Looking fabulous, ready for drama
Sex and the City 2Written and directed by Michael Patrick KingStarring Sarah Jessica Parker, Kristen Davis, Cynthia Nixon and Kim CattrallRated R*3*Goes well with: Sex and the City, Bridget Jones: The Edge of Reason, Baby Mama
As a straight, married guy, I'm not the target demographic for Sex and the City 2. However, that doesn't mean I'm a Sex and the City hater. Why should I be? I know plenty of people—mostly women, of course—who loved the show when it was on HBO, who were thrilled with the version that hit the big screen two years ago and who feel like the characters have a strong, empowering place in their lives. I think that's great. Men have all sorts of things like that—football, Entourage, James Bond. So, while I'm the first to confess that I don't know much about Carrie Bradshaw and her posse, the point is, I'm open to the whole thing.
Or at least I was until I saw the film.
I know what you're thinking: This guy—of course it's a guy—just doesn't get it. Going to this movie is like seeing old friends, and it's something I'm going to do with the real-life friends who also love those ladies. And you're absolutely right. I don't get it. I have little more than a passing relationship with the show and its characters. And that raises some questions: Am I qualified to review this movie? Can I review it with objectivity? Could a negative review from me actually convince a hardcore, Manolo-wearing SATC fan to save her hard-earned 10 bucks? Do I think that SATC2 is little more than a scheme to grab cash from the show's core audience, who showed up for the first one in legions?
In order: Yes. Yes. Probably not. Hell yes.
Look, the film's problems have nothing to do with the fact that it's about women talking about men and sex—truth be told, ladies, that's something we men desperately wish happened all the time. The problems are all about the fact that it's shoddily written, poorly directed, lackadaisically edited and incapable of solving conflict in a realistic way.
SATC2 takes place two years after Carrie (Sarah Jessica Parker) and Mr. Big (Chris Noth) tied the knot.
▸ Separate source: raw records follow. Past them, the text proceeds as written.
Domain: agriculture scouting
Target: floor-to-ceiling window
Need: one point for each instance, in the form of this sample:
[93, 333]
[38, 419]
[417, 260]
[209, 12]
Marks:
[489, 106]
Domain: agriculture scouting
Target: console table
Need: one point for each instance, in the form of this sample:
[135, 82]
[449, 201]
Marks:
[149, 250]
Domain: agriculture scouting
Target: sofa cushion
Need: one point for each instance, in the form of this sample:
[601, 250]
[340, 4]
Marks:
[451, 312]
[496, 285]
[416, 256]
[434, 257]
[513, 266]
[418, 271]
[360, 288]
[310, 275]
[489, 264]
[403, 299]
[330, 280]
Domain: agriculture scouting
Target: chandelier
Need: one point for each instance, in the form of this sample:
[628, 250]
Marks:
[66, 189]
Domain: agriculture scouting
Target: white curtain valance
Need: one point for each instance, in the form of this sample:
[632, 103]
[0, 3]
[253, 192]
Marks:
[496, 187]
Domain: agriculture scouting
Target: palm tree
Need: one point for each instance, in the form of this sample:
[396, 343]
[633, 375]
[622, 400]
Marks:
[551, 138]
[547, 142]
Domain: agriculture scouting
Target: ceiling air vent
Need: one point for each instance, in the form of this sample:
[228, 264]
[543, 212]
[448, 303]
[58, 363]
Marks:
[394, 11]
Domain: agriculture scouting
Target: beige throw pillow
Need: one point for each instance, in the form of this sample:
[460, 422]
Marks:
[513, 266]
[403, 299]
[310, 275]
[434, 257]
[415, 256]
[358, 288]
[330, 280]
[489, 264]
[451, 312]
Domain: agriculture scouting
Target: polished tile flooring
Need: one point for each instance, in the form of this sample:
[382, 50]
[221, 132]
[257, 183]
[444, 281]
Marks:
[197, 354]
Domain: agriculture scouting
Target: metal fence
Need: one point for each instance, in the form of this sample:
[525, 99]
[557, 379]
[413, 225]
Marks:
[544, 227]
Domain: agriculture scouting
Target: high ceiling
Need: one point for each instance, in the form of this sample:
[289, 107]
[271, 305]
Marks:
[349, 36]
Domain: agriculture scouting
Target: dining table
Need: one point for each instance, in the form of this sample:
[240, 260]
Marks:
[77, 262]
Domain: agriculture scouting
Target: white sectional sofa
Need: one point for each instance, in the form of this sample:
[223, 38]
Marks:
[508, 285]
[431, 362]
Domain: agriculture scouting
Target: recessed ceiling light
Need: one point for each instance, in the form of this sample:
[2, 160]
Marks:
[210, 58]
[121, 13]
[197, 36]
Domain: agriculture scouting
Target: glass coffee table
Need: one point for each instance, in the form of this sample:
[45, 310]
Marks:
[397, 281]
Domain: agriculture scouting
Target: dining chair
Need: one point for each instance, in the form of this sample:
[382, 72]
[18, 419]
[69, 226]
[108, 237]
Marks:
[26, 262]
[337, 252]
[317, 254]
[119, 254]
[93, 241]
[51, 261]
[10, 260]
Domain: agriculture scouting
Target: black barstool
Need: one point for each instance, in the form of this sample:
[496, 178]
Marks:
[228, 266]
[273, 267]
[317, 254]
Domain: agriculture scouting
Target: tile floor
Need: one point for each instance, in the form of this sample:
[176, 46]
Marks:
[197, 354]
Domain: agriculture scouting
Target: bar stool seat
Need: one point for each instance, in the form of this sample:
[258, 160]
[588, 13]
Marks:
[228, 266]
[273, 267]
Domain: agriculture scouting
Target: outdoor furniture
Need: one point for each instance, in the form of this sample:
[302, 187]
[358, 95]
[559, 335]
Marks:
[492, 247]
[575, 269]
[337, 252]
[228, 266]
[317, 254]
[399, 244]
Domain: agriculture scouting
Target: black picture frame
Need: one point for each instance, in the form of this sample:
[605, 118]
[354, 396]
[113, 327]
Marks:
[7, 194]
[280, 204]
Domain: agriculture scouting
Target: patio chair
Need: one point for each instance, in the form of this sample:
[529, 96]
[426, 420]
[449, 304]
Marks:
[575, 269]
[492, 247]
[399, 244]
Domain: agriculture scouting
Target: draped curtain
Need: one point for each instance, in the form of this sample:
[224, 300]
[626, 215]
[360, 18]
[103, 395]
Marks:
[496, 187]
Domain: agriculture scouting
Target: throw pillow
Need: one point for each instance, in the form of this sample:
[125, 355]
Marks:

They're living together, and she's worried that they're becoming an old married couple, because instead of going out for dinners and drinks, he'd rather order in and watch TV. Charlotte (Kristen Davis) has two kids, whom she loves but who drive her insane, and a hot nanny she thinks her husband might go for. Miranda (Cynthia Nixon) has quit her job, and Samantha (Kim Cattrall) is hitting menopause. So, what are four stressed-out girls—or, more realistically, middle-aged women—to do? Oh, how about book an opulent, all-expenses-paid trip to Abu Dhabi, courtesy of a sheik desperate for Samantha's PR wizardry. It's serious lap-of-luxury stuff, and it's where Carrie runs into her old beau (John Corbett, looking puffy) and where Samantha continues to try to get busy with, well, everyone, at the expense of a culture she hasn't bothered to learn anything about.
Of course, extraordinary wealth, decadence and privilege isn't enough for these women—or anyone, for that matter—to overcome the issues in their lives. But it's more than enough for me to dismiss their issues, because instead of appreciating all the wonderful things they're getting to experience on someone else's dime, they spend most of their time in the Middle East creating the sorts of drama that smart women who enjoy Sex and the City wouldn't create.
Now, I think it's cool that the show—and, yes, even this movie—tried to explore some real issues that women face, like deciding to not have children, or sometimes not liking your children, or how sucky hot flashes can be. But here, those feel like tacked-on insincere tidbits designed to give the Middle Eastern bling and the outrageous outfits some gravity. Look, it's great that the fans will get to spend a little more time with Carrie, Samantha, Charlotte and Miranda, but be forewarned—it might be like seeing an old friend for the first time in a decade, only to find that they've had work done and all they do is talk about themselves.
For a movie that's all about elegance, this is a very inelegant film.